# Guidance On Buying A Used Outback



## Joejenn107 (Jan 9, 2013)

My wife and I have been RVing since 03 with our 97 Jayco 5th wheel and are looking to upgrade to a used 2006 Keystone Outback Sidney 28 FRLS. I know to check the appliances, roof, etc...but was wondering if there some unique areas or problems to be aware of before buying. We gave it the quick look and really like it and want to go back armed with as much knowlegde as possible before giving it a hard look and negotiating. I was concerned there were so many recent complaints about Keystone at [email protected] Those complaints seemed to be mostly about newer larger units. The white wrap is peeling on some of the cabinetry but I have read about possible solutions for that. Any assistance, warnings, or advice would be appreciated. Thanks. Hoping to be an "Outbacker in an Outback Soon"


----------



## Oregon_Camper (Sep 13, 2004)

Click on this link to get my Pre Delivery Document. Print this out...plan on taking about 4 hours to complete. While not 100%, this will allow you to catch a lot of issues that normally would be overlooked. Please let the buyer know you plan on doing this, otherwise they might be a bit off if you ask to spend 4 hours looking over the unit.


----------



## Joejenn107 (Jan 9, 2013)

Oregon_Camper said:


> Click on this link to get my Pre Delivery Document. Print this out...plan on taking about 4 hours to complete. While not 100%, this will allow you to catch a lot of issues that normally would be overlooked. Please let the buyer know you plan on doing this, otherwise they might be a bit off if you ask to spend 4 hours looking over the unit.


Thank You - very much!
This is very complete checklist. The seller is a local dealer (not associated with the big box dealers) and I think will have no issues with me giving it a thorough review.


----------



## W5CI (Apr 21, 2009)

Check with Lakeshore RV in MI, before you buy a used Outback, you will be suprised.


----------



## Joejenn107 (Jan 9, 2013)

danny285 said:


> Check with Lakeshore RV in MI, before you buy a used Outback, you will be suprised.

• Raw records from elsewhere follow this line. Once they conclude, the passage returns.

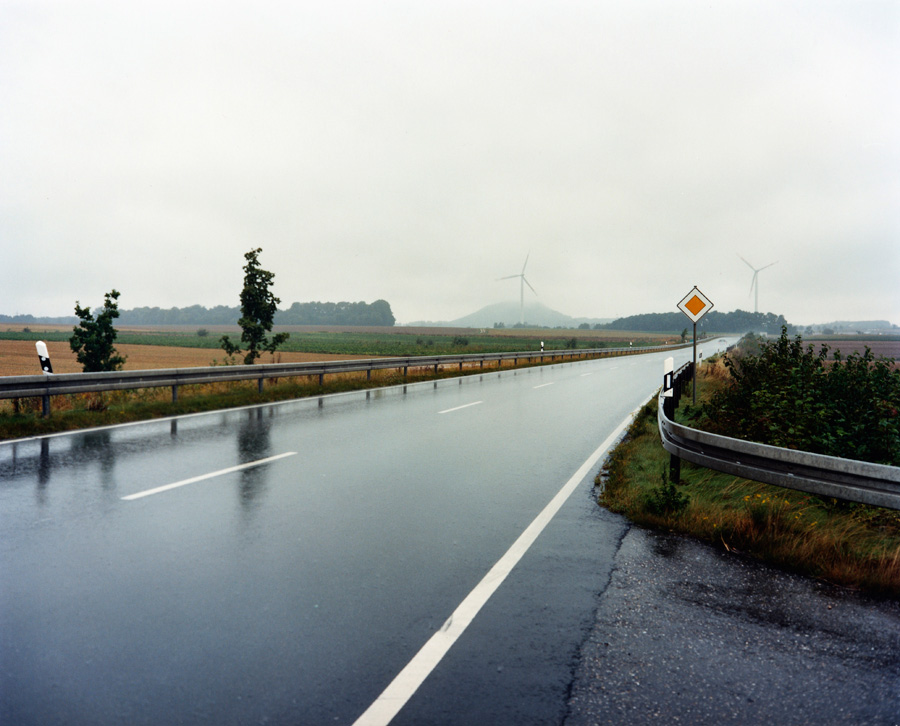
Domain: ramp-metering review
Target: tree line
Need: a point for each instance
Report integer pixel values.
(94, 337)
(738, 321)
(377, 313)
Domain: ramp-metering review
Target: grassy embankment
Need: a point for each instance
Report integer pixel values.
(852, 545)
(149, 350)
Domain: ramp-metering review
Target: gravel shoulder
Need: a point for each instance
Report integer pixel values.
(686, 633)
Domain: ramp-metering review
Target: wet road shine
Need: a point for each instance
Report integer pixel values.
(283, 564)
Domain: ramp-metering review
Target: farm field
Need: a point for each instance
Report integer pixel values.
(19, 358)
(889, 348)
(174, 347)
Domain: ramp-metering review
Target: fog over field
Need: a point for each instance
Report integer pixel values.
(418, 151)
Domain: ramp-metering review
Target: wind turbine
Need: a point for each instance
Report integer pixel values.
(522, 283)
(754, 283)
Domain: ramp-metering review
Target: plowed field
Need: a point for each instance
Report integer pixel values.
(19, 357)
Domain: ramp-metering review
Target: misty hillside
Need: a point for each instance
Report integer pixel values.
(509, 314)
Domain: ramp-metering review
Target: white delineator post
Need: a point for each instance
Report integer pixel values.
(47, 368)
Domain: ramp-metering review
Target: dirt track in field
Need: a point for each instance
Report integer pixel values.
(19, 357)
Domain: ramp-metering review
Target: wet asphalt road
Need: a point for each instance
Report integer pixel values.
(293, 591)
(689, 634)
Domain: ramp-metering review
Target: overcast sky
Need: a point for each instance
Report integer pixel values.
(417, 151)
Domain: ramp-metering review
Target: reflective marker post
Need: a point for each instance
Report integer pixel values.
(669, 403)
(44, 357)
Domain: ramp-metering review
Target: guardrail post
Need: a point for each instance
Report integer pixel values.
(670, 388)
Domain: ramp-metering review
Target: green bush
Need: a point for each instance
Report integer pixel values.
(790, 396)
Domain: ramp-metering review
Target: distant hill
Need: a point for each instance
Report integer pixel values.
(878, 327)
(537, 315)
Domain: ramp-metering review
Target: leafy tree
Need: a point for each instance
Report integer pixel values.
(258, 306)
(92, 340)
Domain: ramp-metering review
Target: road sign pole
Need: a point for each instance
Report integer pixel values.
(695, 364)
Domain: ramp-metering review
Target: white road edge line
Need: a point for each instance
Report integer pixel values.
(407, 682)
(192, 480)
(458, 408)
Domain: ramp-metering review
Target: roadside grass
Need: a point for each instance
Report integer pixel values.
(852, 545)
(22, 418)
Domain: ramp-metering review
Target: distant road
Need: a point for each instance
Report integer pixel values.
(283, 564)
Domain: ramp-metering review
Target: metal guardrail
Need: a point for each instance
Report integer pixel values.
(827, 476)
(48, 385)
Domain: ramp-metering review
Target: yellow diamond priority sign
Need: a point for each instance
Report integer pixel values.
(695, 305)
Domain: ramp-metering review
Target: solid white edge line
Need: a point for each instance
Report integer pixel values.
(407, 682)
(459, 408)
(193, 480)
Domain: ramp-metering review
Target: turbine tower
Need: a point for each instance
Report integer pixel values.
(754, 283)
(522, 283)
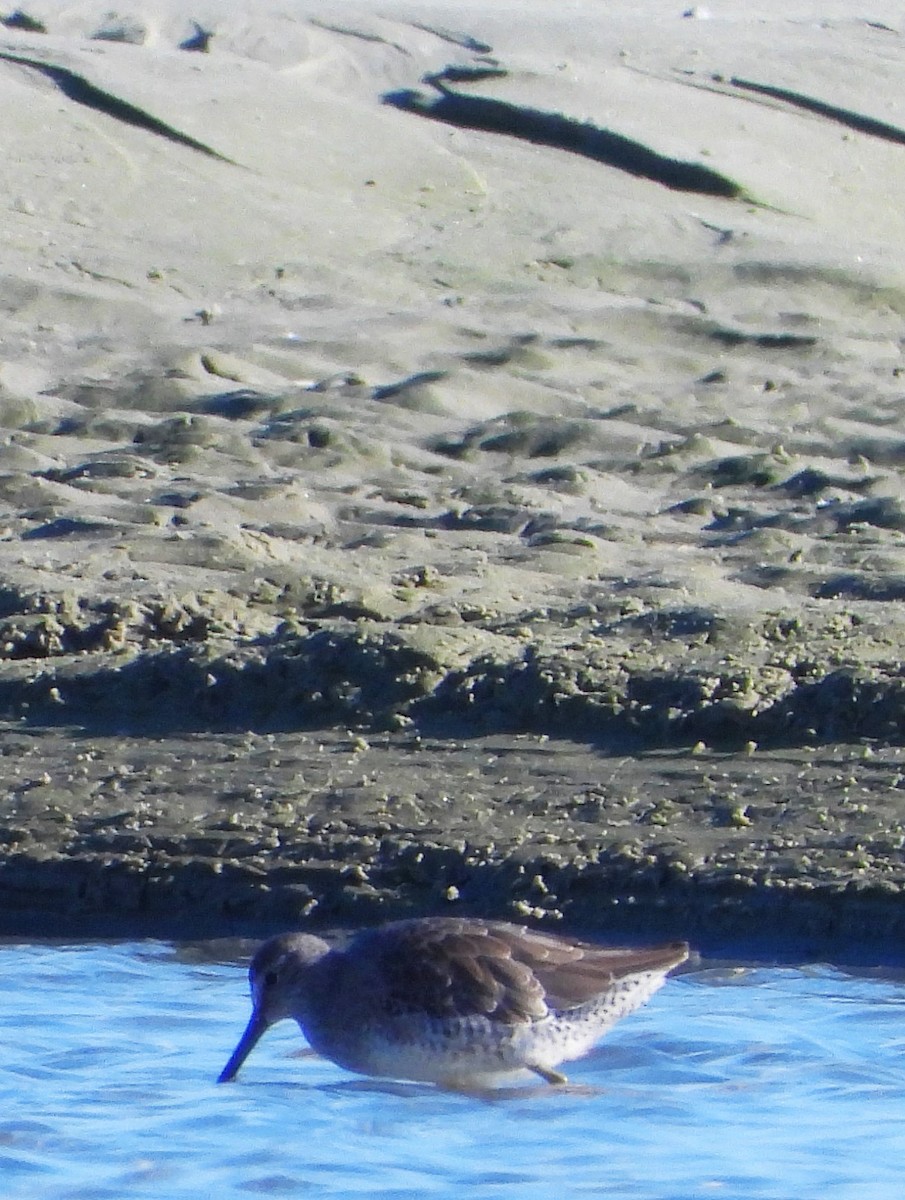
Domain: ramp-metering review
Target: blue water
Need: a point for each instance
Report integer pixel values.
(730, 1084)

That was a great suggestion! Lots to look at and consider. Currently live in Ga but gives me idea of competitive pricing. It would not be ruled out to go get one either if everything was just right.


----------



## Jewellfamily (Sep 25, 2010)

or Holman RV in Ohio. They should be closer to you. They are another wholesale dealer


----------



## Joejenn107 (Jan 9, 2013)

Jewellfamily said:


> or Holman RV in Ohio. They should be closer to you. They are another wholesale dealer


Thanks--they have a great inventory of new vehicles but fewer used ones. Hopefully they will be around in 8 years when we can be retired and justify spending the money and have the time in a new unit! Right now it is another used one for us.


----------